Suddenly At Home

SuddenlyTheatre, of course, can do all sorts of things; provoke, explore, enlighten, expose, attack, celebrate, challenge … and so much more. Sometimes, as in this, the third play in London Repertory Players’ Summer 2018 season, it is content to entertain, as valuable a function as any. All are important functions; all need to be done well. This production succeeds.

Francis Durbridge is probably best-known for his radio drama series based around fictional crime novelist and amateur sleuth, Paul Temple, which originated in the 1930s, ran until the 1950s and have been revived in recent years. Durbridge also wrote novels, for television and for the theatre, earning a reputation as a master craftsman and storyteller specialising in crime.

‘Suddenly at Home’, his first stage play was given its initial performances in 1971 but is here revived with a 1980s’ setting. The staging is simple but effective and the structure and characters hold up well almost 50 years on. Focusing on Glen Howard and his wife Maggie, its action all unfolds within the living room of their flat.

Mark Spalding, as Glen, is an actor whom I’ve now seen in a number of roles, each of which he has brought to life with deceptive ease (and those who tread the boards know that the easier it looks, the more deceptive and to be admired that is). There is no spoiler here in giving away who did it, the audience’s engagement focusing on whether or not he can get away with it – and on whether or not, indeed, all is as straightforward as it seems. Mark Spalding provides this production with the solid and dependable hub essential for its success, completely believable throughout.

Surrounding and complementing his central performance is ensemble playing of very even quality: each of the actors brings out the key features of his or her character in an unfussy, plausible way, from Victoria Porter’s nicely-observed and neurotically driven Sheila Wallis through to Musa Trevathan’s and Neil James’ methodical and unhurried Remick and Appleton. As Maggie Howard, Claire Fisher is quick and effective in establishing both her own persona and the nature of her relationships with her husband, Sheila and her sister, Helen Tenby. As the latter, Kirsty Cox gives a delightfully natural and a strong performance, one of which I would have been happy to have seen even more, had the writing required it. All of the eight-strong cast contribute to the production’s overall success.

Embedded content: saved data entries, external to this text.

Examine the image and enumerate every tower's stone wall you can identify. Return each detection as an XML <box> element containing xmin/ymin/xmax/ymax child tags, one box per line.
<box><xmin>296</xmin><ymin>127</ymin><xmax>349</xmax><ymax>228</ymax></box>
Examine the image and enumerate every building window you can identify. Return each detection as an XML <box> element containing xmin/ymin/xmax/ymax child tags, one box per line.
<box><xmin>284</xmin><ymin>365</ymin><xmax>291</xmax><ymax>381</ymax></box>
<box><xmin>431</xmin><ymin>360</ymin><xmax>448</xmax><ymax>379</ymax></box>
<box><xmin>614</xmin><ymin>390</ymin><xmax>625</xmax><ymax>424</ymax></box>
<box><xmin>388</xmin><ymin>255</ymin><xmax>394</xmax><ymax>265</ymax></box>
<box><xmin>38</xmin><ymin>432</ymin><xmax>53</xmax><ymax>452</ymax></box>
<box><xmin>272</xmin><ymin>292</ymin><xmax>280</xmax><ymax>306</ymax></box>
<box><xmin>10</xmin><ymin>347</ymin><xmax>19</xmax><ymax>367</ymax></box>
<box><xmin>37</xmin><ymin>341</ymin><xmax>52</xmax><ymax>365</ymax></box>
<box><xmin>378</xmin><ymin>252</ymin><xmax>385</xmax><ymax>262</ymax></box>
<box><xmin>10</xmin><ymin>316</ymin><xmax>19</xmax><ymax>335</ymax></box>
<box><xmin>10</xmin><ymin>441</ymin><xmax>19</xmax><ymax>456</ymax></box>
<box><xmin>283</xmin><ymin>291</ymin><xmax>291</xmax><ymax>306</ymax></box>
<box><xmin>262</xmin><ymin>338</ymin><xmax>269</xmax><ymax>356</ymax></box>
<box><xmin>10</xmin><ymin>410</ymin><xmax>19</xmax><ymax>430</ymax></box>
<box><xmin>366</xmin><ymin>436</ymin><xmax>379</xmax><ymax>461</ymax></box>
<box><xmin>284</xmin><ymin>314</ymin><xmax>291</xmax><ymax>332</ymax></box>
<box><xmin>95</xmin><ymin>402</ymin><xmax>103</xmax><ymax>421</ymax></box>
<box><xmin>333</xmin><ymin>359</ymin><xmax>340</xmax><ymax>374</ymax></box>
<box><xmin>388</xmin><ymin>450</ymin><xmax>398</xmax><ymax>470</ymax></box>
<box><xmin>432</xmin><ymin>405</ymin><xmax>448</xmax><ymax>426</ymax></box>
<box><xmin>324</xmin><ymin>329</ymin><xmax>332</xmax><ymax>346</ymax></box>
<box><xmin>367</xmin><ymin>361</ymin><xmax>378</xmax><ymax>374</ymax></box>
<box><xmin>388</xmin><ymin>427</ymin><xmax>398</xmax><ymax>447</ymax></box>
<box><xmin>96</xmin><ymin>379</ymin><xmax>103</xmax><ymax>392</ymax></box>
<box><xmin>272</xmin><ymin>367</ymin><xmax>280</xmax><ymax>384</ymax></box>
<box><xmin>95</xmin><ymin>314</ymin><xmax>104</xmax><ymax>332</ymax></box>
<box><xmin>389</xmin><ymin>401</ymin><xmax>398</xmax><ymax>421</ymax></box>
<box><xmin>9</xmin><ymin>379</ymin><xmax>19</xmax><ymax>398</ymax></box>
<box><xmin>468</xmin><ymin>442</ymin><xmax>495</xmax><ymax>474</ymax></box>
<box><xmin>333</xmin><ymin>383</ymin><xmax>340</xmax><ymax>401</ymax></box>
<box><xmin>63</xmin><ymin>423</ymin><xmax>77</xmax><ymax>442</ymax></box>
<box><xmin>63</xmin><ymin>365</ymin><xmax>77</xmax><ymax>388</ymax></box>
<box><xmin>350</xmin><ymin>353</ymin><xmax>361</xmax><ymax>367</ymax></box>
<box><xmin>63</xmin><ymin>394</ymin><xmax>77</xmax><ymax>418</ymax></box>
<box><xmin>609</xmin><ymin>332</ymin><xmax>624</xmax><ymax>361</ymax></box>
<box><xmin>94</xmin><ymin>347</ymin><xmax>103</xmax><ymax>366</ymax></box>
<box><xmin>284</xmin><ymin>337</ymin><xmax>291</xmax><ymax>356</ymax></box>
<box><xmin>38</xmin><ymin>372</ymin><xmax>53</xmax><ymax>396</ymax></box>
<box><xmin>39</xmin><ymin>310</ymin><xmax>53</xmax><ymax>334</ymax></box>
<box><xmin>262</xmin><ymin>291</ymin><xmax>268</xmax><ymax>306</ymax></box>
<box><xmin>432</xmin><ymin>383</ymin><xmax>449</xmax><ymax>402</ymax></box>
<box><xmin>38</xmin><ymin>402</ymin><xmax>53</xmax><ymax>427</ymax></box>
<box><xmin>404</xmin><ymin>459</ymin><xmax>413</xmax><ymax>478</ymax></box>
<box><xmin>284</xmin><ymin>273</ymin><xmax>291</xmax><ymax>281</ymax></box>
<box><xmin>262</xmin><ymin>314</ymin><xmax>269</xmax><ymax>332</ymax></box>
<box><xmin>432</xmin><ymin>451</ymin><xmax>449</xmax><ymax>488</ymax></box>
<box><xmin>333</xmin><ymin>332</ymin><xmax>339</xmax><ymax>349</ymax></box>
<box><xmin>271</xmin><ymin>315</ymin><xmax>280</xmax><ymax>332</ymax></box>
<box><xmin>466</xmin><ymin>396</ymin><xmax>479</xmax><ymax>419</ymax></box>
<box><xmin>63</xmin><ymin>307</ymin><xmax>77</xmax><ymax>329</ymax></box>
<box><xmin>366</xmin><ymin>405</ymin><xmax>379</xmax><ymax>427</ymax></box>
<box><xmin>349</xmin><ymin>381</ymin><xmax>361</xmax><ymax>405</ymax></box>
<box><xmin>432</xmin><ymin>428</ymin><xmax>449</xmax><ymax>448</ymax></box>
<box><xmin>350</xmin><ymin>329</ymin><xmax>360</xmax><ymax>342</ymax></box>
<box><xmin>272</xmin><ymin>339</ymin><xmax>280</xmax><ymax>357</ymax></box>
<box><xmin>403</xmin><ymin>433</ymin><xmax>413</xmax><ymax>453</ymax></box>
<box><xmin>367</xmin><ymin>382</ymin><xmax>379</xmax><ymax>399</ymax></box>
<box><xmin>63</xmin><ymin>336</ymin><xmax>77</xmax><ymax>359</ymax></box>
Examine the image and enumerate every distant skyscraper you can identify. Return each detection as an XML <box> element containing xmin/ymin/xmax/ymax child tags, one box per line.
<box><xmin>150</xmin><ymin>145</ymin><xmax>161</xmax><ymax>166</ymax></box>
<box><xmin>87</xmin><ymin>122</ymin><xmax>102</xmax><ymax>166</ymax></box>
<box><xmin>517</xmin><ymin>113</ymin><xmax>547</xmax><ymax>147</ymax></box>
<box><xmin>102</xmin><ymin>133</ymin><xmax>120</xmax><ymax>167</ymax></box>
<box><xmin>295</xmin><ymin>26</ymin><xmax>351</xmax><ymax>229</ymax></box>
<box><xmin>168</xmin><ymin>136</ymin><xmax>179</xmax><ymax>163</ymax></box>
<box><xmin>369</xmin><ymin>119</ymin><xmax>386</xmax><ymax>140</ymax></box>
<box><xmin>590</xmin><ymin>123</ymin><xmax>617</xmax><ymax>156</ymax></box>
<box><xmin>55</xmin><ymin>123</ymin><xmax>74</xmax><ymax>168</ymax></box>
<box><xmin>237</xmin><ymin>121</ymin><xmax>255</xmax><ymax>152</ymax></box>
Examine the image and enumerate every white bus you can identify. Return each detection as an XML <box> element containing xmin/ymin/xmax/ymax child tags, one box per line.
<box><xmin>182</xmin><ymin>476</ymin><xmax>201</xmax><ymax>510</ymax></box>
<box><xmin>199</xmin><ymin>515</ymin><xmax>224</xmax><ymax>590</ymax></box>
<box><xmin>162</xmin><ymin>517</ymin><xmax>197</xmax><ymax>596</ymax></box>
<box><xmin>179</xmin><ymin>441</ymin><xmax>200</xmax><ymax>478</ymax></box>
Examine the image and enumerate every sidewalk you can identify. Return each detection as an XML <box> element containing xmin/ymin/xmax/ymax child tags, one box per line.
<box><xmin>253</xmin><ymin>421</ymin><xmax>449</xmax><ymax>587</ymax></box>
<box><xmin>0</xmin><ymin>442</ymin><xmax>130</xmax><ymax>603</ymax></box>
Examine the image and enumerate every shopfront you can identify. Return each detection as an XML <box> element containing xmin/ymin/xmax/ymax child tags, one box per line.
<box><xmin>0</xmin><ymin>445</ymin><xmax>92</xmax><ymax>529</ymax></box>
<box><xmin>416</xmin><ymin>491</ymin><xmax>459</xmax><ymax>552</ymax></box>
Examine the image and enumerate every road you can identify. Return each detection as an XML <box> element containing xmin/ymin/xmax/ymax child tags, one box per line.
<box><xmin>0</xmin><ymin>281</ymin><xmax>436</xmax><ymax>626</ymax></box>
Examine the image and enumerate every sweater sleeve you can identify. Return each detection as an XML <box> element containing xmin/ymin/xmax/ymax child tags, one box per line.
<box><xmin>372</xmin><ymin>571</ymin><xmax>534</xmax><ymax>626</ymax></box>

If, as I do, you enjoy, at times, sitting down in a comfortable chair, with an absorbing book to read, take the opportunity to book tickets and go along to Boscombe’s Shelley Theatre while ‘Suddenly at Home’ continues in performance until Tuesday, August 21st – because that was the feeling with which I, clearly in common with the rest of a very good house, came away: played with pace and assurance, the production seemed to fly by, prompting laughter, delighted surprise (or affirmation) and absorbed silence in pretty equal measure.

From Thursday, August 23rd, L.R.P. complete their season with a run of Richard Harris’s psychological thriller ‘Dead Guilty’, which features another regular member of the London repertory Players, Al Wadlan. Director Vernon Thompson has proved repeatedly to be an accomplished interpreter of a range of plays, notably with crime and suspense at their hearts, which brings the promise of as strong an end to the season as has been the case so far. It really is our good fortune to have repertory theatre of so consistent a standard so close at hand.